Não posso deixar de falar do assunto.

Quando mais elogio, mais sou incompreendido.

Eu amo a estética do lixo.

E adoro a verdade.

Chamo lixo de lixo, chinelagem de chinelagem, baixaria de baixaria.

Gosto de me  "acanalhar".

Frequento funk disfarçado de deputado federal.

Lixo para mim é arte suprema.

A democracia fez um bem danado para a nossa criatividade.

A cada ano estamos melhores e mais famosos no mundo.

Na ditadura, eram aqueles chatos com suas entrelinhas, Chico Buarque e outros trancados no armário.

Depois do fim do regime militar, livres das censura, floresceram nossos gênios.

Michel Teló é o ápice dessa evolução.

Alguns dos primeiros sinais dessa maré criativa apareceram com a boquinha da garrafa.

Foi um dos momentos mais sensuais da nossa nova era musical.

Tivemos a explosão de deusas com letras desconcertantes como aquela, maravilhosa, vai rolar a festa.

A tempestade criativa continuou: bombamos com a genial rebolation, uma mistura de modernismo com pós-modernismo, de Joyce com Guimarães Rosa, de concretismo com sacanagem.

Do carvalho!

E teve também o novo lobo mau, diz aí menina onde você vai.

E o refrão, que refrão, pós-tudo: vou te comer, vou te comer, vou ter comer.

Tropicalista, baianista, antropofágico, pirotécnico.

Toda ano, uma nova obra-prima,

A arte do escatológico levada ao extremo.

Aí chegou o Teló e matou a pau.

Nunca fomos tão longe.

Tudo pela hedonismo, pelo prazer, pelo acasalamento.

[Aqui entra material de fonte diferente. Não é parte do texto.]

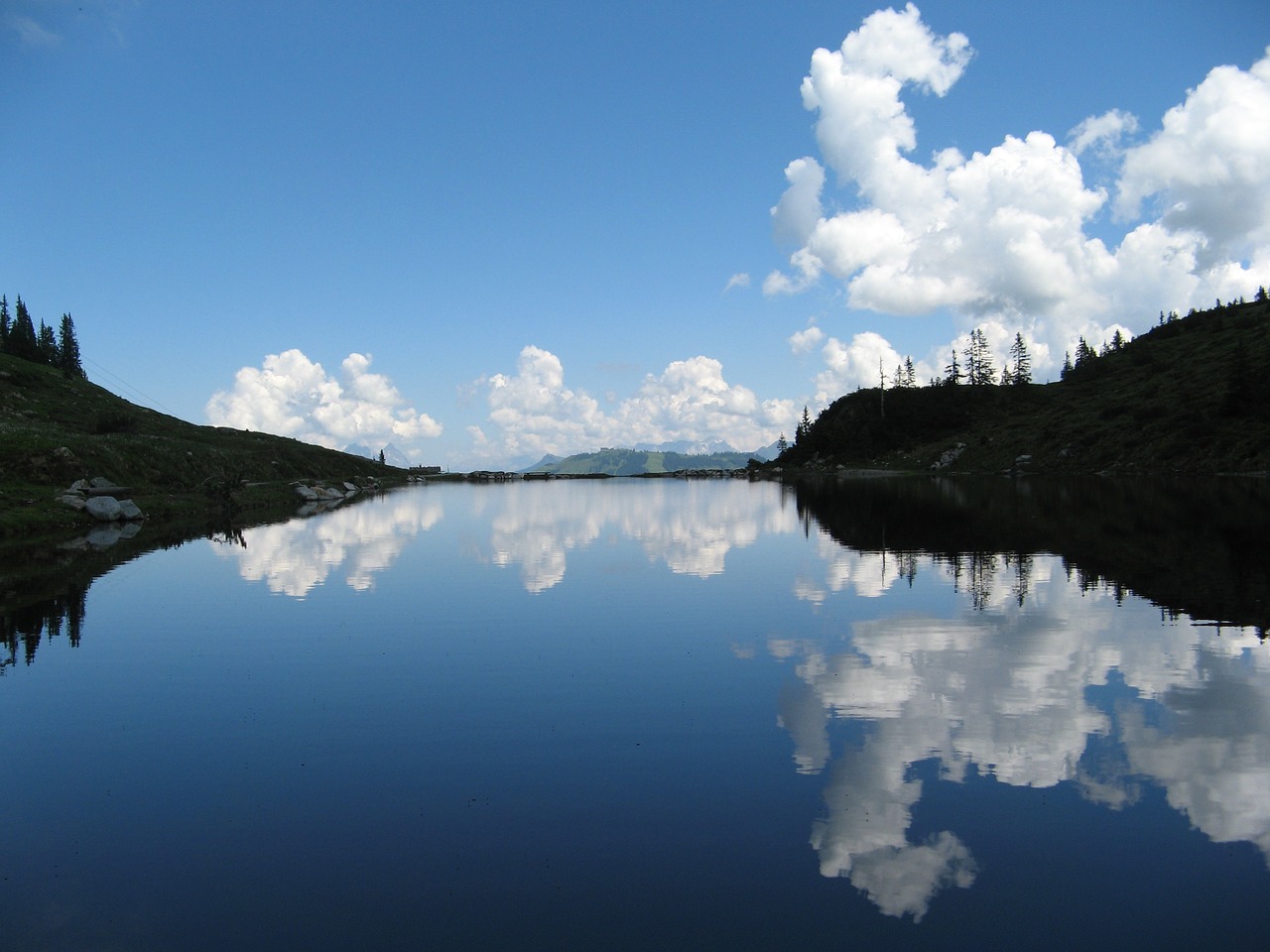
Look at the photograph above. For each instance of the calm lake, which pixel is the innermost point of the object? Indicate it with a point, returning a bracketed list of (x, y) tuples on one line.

Coisas que intelectuais tapados não compreendem.

Teló representa o pós-humano, o pós-orgânico, o homem ciborgue, o homem finalmente liberado de uma parte do seu corpo, parte inútil, parte chata, parte criadora de problemas, dispensável, o cérebro.

Eu sempre fui contra a ditadura militar, aqueles generais broncos, um sem pescoço, todos carne de pescoço, mandando torturar, matar, prender, arrebentar, censurar e ainda ganhando nome de rua.

Pelo jeito, se quiseremos ter novos Chico e Caetano, teremos de pedir a voltar dos coturnos.

Sem repressão, o pessoal não se inspira.

Fica só na aspiração.

No tempo dos milicos a imaginação popular tinha os seus ícones, de Sidnei Magal a Valdick Soriano.

O duplo sentido, essa arte milenar do bom gosto popular, cantava coisas como onde a vaca vai, o boi vai atrás.

Não tínhamos a Florentina nem a eguinha pocotó.

Ou já tínhamos?

Ou tudo isso já estava no Decamerão e em Gargantua e Pantagruel?

Sei lá.

Sei que agora estamos no auge, na liberdade absoluta, no apogeu.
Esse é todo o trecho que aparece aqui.